Matrix metalloproteinases (MMPs), other biomarkers of invasive cancers, are from the zinc-dependent endopeptidases involved in tissue remodeling, and cancer development. MMPs elevate the cancer invasion rate by reducing cell adhesion through the degradation of the ECM which acts as a physical barrier to tumor metastasis [12]. As reported in several studies, MMP-2 and MMP-9 are significantly increased in various metastatic cancers, leading to the eradication of basement membrane (BM) and ECM and, in turn, cancer metastasis [13–15].
Selenium (Se), is a trace element that plays a crucial role in living organisms. Among different forms of Se, red elemental selenium (Se0), which is known as selenium nanoparticle (SeNP) has greatly attracted attention due to its therapeutic advantages, including anti-cancer, antioxidant, anti-inflammatory and antimicrobial effects.
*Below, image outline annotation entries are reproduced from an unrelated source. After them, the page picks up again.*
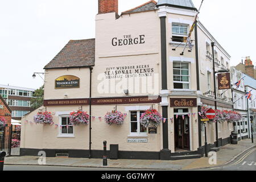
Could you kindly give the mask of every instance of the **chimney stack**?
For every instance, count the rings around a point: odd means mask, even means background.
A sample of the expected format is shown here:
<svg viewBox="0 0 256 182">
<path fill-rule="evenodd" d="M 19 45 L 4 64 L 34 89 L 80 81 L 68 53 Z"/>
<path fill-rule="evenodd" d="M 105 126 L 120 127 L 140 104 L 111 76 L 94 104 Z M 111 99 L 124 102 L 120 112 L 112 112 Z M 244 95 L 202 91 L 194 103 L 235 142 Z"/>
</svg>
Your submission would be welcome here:
<svg viewBox="0 0 256 182">
<path fill-rule="evenodd" d="M 253 64 L 253 61 L 251 60 L 250 56 L 246 57 L 245 61 L 245 73 L 250 77 L 254 77 L 254 65 Z"/>
<path fill-rule="evenodd" d="M 118 0 L 98 0 L 98 14 L 109 13 L 118 15 Z"/>
</svg>

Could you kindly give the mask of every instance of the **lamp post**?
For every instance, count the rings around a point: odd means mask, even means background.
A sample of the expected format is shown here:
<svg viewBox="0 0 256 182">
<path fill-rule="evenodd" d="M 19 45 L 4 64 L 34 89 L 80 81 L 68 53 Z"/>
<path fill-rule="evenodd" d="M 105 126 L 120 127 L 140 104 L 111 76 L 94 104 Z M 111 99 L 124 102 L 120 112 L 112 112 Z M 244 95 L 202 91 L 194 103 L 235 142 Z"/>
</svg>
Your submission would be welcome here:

Moreover, nanosized Se is more bioavailable, affordable, and less toxic compared with other selenium-containing compounds [16]. SeNPs can be synthesized through different methods, including physical, chemical, and biological. Chemical synthesis is mostly a common and rapid method. In contrast, microbes and plants are used for the biological synthesis of SeNPs [17]. Reports suggested that oral administrations of SeNP in affected mice by metastatic breast tumors enhanced their immune response and reduced metastasis to the liver [18, 19].
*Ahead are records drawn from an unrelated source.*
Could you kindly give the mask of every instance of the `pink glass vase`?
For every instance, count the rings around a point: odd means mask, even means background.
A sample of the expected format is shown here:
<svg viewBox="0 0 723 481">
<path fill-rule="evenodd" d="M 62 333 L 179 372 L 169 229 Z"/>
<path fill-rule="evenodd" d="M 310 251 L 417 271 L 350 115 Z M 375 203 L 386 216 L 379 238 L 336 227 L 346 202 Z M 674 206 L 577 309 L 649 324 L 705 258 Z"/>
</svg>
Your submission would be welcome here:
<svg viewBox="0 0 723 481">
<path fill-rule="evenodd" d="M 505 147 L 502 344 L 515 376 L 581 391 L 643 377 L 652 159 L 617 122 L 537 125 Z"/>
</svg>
On the other hand, natural components have become more interesting, as they are cost-effective, and harbor lower toxicity. Ursolic acid (UA) is a pentacyclic triterpenoid compound of many plants and has received attention for its specific therapeutic applications, including anti-apoptotic, antioxidant, anti-inflammatory, and anti-carcinogenic effects. UA regulates multiple targets including nuclear factor κB (NF-κB), serine/threonine-protein kinase B (AKT), and signal transducer and activator of transcription 3 (STAT3), which all are associated with cancer progression [20]. Suppression of MMP-9 and ICAM-1 after UA treatment of colorectal cancer revealed the potential anti-angiogenesis and anti-metastatic effects of UA [20]. Furthermore, it has been shown that the application of 5–20 µM UA can induce apoptosis in malignant cells by activating caspase-3 in a dose- and time-dependent manner [21].
In this study, we aimed to examine the potential synergistic effect of Ursolic acid in combination with SeNPs on the reduction of invasion rate of MDA-MB 231 cells as a highly invasive breast cancer cell line and a good model of TNBC (ER−, PR−, HER2). To evaluate this hypothesis, the expression levels of MMP2, MMP9, and ICAM-1 were investigated by quantitative real-time PCR.